/

Reviews /

Review: Firewalls

Vendors fan out with new products and enhanced functions, but Check Point Software's FireWall-1 still tops the pile.

By Joel Snyder
Network World, 6/1/98

We've all learned to be skeptical when confronted with anything billed "new and improved," but those two words best describe the developments in the firewall marketplace. New and improved features include the following:

Management interfaces that make safe configuration and monitoring easier than ever.
Intelligent proxies for virus scanning, URL blocking and Java filtering.
User authentication for remote users that provides more secure and less intrusive access to corporate resources.
Security roadblocks to prevent protocol-based attacks, such as the Ping of Death and TCP SYN floods.

On top of all that, firewall vendors are integrating into their products network edge functions, such as Web page caching, virtual private networks and bandwidth management.

We invited more than a dozen vendors into our lab for testing as part of this Buyer's Guide to firewalls. Eight accepted, and of those, we found two that stood out. Check Point Soft-ware's FireWall-1 won our Blue Ribbon on the strength of its sheer breadth of features that make it a good fit in diverse enterprise networks. CyberGuard Corp.'s CyberGuard Firewall, free of its former proprietary hardware platform, is also very impressive. It has most of the features of Firewall-1, plus a variety of security features built into its operating system that should suit people who are as worried about internal security as they are about external security.

Also praiseworthy is Cisco Systems, Inc.'s PIX, which has a robust simplicity that should be attractive to network managers who want to control access and need little else.

Meanwhile, a couple of newcomers have strong entries. Watchguard Technologies, Inc.'s Watchguard Security System and NetGuard, Inc.'s Guardian both are worth evaluating. Each goes beyond our top-rated choices in one or two ways. Though slightly immature, they have the potential to be strong competitors.

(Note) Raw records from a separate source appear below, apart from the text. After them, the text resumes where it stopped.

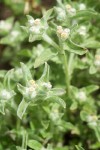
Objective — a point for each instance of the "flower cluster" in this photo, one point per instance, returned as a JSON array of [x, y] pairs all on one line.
[[70, 9], [63, 33]]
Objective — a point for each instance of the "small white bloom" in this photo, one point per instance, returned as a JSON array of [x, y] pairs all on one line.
[[81, 95], [30, 92], [34, 29], [47, 85], [5, 94], [82, 30], [63, 33], [82, 6]]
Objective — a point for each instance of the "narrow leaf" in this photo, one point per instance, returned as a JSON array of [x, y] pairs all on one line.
[[74, 48], [44, 57]]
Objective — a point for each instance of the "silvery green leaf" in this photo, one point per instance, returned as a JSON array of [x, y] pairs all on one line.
[[21, 89], [45, 75], [58, 91], [74, 48], [56, 99], [91, 43], [50, 41], [22, 108], [34, 37], [44, 57]]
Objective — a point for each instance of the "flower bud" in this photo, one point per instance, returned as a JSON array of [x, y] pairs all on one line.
[[63, 33]]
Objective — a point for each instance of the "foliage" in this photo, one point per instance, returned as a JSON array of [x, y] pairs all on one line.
[[49, 84]]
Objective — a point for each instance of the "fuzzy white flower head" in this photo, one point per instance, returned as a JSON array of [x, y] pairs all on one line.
[[81, 95], [47, 85], [31, 92], [97, 60], [5, 94], [82, 30], [63, 33], [82, 6]]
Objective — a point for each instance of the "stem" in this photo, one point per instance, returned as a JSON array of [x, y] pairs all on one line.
[[65, 64]]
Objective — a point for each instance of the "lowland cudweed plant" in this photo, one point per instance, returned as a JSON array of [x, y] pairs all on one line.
[[48, 107]]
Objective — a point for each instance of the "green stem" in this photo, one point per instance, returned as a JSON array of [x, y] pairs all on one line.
[[65, 64]]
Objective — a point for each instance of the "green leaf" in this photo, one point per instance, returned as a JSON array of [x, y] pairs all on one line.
[[44, 57], [50, 41], [86, 14], [34, 37], [74, 48], [57, 100], [90, 43], [34, 145], [83, 115], [79, 148], [45, 75], [58, 91], [92, 69], [2, 107], [47, 15], [22, 108]]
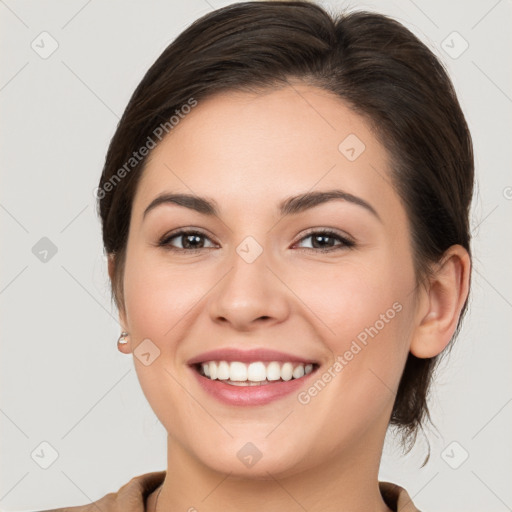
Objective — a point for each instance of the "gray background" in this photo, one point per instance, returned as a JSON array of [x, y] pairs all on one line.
[[63, 381]]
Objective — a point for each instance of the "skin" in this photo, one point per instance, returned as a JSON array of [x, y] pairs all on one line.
[[248, 152]]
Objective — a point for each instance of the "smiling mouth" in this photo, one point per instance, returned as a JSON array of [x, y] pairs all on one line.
[[257, 373]]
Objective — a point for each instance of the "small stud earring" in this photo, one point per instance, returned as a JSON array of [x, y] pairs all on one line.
[[122, 339]]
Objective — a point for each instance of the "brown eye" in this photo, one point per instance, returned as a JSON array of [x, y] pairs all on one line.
[[325, 241], [187, 241]]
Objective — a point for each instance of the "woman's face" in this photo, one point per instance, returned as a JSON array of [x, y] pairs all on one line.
[[258, 276]]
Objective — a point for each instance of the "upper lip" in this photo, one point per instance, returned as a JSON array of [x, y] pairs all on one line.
[[248, 356]]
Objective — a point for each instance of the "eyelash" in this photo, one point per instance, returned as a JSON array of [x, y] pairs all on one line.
[[346, 243]]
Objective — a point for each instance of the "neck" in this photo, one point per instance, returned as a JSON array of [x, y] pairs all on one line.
[[345, 482]]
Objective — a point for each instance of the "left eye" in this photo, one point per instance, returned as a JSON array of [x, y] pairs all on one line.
[[191, 240]]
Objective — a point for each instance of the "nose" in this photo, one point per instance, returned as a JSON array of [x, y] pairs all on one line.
[[249, 295]]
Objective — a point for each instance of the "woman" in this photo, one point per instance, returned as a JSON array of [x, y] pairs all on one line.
[[285, 209]]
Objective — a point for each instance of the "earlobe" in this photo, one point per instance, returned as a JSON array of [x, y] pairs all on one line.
[[123, 347], [444, 298]]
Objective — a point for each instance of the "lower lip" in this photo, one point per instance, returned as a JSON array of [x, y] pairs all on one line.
[[251, 395]]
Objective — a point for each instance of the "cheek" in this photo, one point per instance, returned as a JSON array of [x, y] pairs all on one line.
[[156, 296]]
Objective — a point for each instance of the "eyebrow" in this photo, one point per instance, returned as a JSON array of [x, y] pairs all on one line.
[[290, 206]]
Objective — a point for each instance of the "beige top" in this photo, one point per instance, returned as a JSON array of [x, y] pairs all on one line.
[[132, 496]]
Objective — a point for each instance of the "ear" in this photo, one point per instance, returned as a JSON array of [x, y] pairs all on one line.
[[122, 314], [441, 303]]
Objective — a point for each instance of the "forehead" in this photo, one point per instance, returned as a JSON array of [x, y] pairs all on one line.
[[246, 147]]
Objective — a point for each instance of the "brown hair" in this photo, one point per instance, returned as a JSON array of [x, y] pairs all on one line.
[[372, 63]]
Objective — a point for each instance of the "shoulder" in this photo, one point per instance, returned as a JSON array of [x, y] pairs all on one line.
[[396, 497], [131, 497]]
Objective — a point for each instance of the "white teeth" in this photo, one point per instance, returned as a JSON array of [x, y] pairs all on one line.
[[254, 373], [298, 372], [223, 370]]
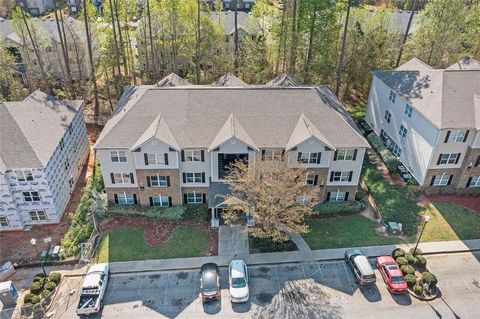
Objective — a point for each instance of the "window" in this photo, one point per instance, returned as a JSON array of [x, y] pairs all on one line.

Ukiah Software, Inc.'s NetRoad FireWALL for Windows NT, Elron Software, Inc.'s Elron Firewall/Secure 32OS and Microsoft Corp.'s Proxy Server (which the company touts as a firewall) all had strong points, particularly for small networks, but enterprise-minded network managers may find them too limiting and inflexible.

Configuration counts

Getting started with a firewall requires an intuitive configuration utility. Without one, you may be inclined to put off the inevitably necessary configuration changes. While early firewalls were a pastiche of tools and utilities, a common goal of vendors today is a single unified interface that provides a clean window into the health, status and configuration of the firewall. The best products take into account the fact that the firewall interface is used infrequently, meaning online documentation and assistance is vital.

One of the first vendors to build an easy-to-use configuration utility was Check Point, in its FireWall-1. The interface helped catapult the product into market leadership. The FireWall-1 interface, with its source and destination orientation and simple top-down ordering, fits well with the way network managers view their networks.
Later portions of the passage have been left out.